English Deutsch Français Italiano Español Português 繁體中文 Bahasa Indonesia Tiếng Việt ภาษาไทย
All categories

ive been with my bf for about 2 yrs now. We had a wonderful relationship in the beggining. We knew we were going to marry each other right away. Then things happened where he betrayed my trust & ever since I have punished him for it. He has shown me how sorry he is and how much he loves me. Lately though he has needed space b/c ever since that happened I have been paranoid and do bad things like snoop through his stuff. He just is very private about what he does. When i ask he will answer but he is protective of things like his phone and comp. i def dont think he is cheating i just am mad at myself for driving him away. At the end of the day I was just hurt by him betraying me and acted mean instead of hurt. Now he hardly touches me and we always fight. its gotten so bad. i really really love him and want it to work though but i am always paranoid. Ppl have screwed me over before & i tend to treat them nasty afterwards. Any way to get back to how we were? I miss it so bad,

2006-10-16 13:23:57 · 7 answers · asked by Anonymous in Social Science Psychology

i dont want to be so paranoid anymore but everyday do something to make it that way! its like a really bad self fufilling prophecy.

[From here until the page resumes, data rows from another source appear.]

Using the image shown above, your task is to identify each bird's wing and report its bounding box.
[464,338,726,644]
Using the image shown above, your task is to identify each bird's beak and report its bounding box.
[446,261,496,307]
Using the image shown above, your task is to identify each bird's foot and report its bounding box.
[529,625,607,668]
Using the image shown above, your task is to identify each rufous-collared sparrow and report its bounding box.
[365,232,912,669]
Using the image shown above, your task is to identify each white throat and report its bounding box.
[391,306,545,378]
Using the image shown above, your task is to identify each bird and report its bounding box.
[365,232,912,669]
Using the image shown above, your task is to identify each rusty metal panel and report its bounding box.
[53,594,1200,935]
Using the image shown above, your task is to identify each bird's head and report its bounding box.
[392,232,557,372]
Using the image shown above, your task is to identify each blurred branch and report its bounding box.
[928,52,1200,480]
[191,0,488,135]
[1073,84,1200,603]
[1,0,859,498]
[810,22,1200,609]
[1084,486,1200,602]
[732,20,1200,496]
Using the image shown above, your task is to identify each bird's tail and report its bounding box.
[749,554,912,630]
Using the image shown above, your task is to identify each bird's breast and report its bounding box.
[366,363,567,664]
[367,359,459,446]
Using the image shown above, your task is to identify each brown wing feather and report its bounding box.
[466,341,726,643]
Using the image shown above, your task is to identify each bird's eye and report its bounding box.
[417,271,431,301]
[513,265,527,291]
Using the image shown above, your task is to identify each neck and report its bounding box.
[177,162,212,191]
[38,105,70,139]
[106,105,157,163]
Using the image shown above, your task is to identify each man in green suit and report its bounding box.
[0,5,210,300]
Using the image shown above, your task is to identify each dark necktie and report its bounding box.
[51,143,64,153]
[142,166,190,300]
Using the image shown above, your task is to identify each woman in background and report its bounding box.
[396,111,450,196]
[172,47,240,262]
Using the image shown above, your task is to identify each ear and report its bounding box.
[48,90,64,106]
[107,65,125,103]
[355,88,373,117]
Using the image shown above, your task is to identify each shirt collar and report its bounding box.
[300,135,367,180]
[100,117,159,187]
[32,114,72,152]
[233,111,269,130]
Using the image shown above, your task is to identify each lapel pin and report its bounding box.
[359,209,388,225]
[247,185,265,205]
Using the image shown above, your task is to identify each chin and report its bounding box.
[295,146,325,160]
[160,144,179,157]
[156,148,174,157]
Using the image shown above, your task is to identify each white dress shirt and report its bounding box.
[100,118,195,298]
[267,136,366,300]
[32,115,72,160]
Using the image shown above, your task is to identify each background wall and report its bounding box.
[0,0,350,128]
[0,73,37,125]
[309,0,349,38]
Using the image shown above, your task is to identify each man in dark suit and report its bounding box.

2006-10-16 13:24:44 · update #1

7 answers

You said it yourself ''it's a self-fulfilling prophecy'' if you keep punishing him you will lose him for sure and if you love him as much as you seem to you will hate yourself . Look at it this way; try to imagine your life without him in it...could you?...would you mourn him as the greatest love of your life? If you heard he had died how would you feel? would you sit and think how no matter what he had ever done on you that you would forgive him anything and everything to have him with you again? These might seem extreme situations to imagine yourself to be in but sometimes that's what it takes. He betrayed you and he has been trying ever since to convince you he made a huge mistake and would change it if he could...he can't. Whilst I'm not belittling your considerble hurt in his betrayal, know this...there was, whether you'll admit it or not, a problem with your relationship as it used to be for this betrayal to have ever happened in the first place. He has acknowledged his part in the betrayal and your hurt...AND...he has stuck around obviously believing he's a total waste of space who deserves all the punishment you visit on him. You need to recognise his regret and his heartfelt love for you to persevere and to be there for whenever you feel you can forgive him...but he won't be there forever cos he can't exist feeling bad about himself all the time. Put your past hurts down to experience and move on to explore what may well be the very best times of your relationship yet...sit down with him and talk and listen.He obviously loves you tremendously and you seem to feel the same for him...don't punish each other for one minute longer than you need. You don't want things to go back to the way they were...cos they weren't good, despite what you might see though your rose tinted glasses. Start anew today.Be happy and leave the past in the past and start a brand new future today. I wish you happiness xox

2006-10-16 13:48:06 · answer #1 · answered by Anonymous · 1 0

first of all u better open up your eyes! If he had nothing to hide he would just show u his phone and stuff. Especially since he got caught once cheating on u and if u don't have faith in someone it will never work. He has broken your trust in him and u are acting like u r the one who did something wrong. Quit blaming yourself! More than likely he is still cheating on u. Take this from an older woman who has been thru life for awhile now. Good luck

2006-10-16 13:36:34 · answer #2 · answered by Ms J 2 · 0 0

hey gal... i have been in your position before n even in much worse circumstances... here are a couple of advices... you pick which ever you think suits best...
1.Take a cool down period... (this help both parties to treasure each other better after reconciling)
2.Talk to him...(Explain ur difficulties to him n its not that you want to do those stuff its cos you dun feel secure enuf)
3.Search yourself...(Would you wanna marry a guy that has previously cheated on you before?What would you think if he does not ans your call n comes home late?)
4.Hang out with friends to widen your circle...(Hang out with your friends and get to meet new ppl...From there, you can decide if you still think your current bf is better or the new friends)...
Gal i wish you all the best n hope things turn out smoothly for you..


Cheers...

2006-10-16 13:35:45 · answer #3 · answered by mtwl 1 · 0 0

You need to get over the paranoia if he's doing nothing wrong. If you can't then you need to move on.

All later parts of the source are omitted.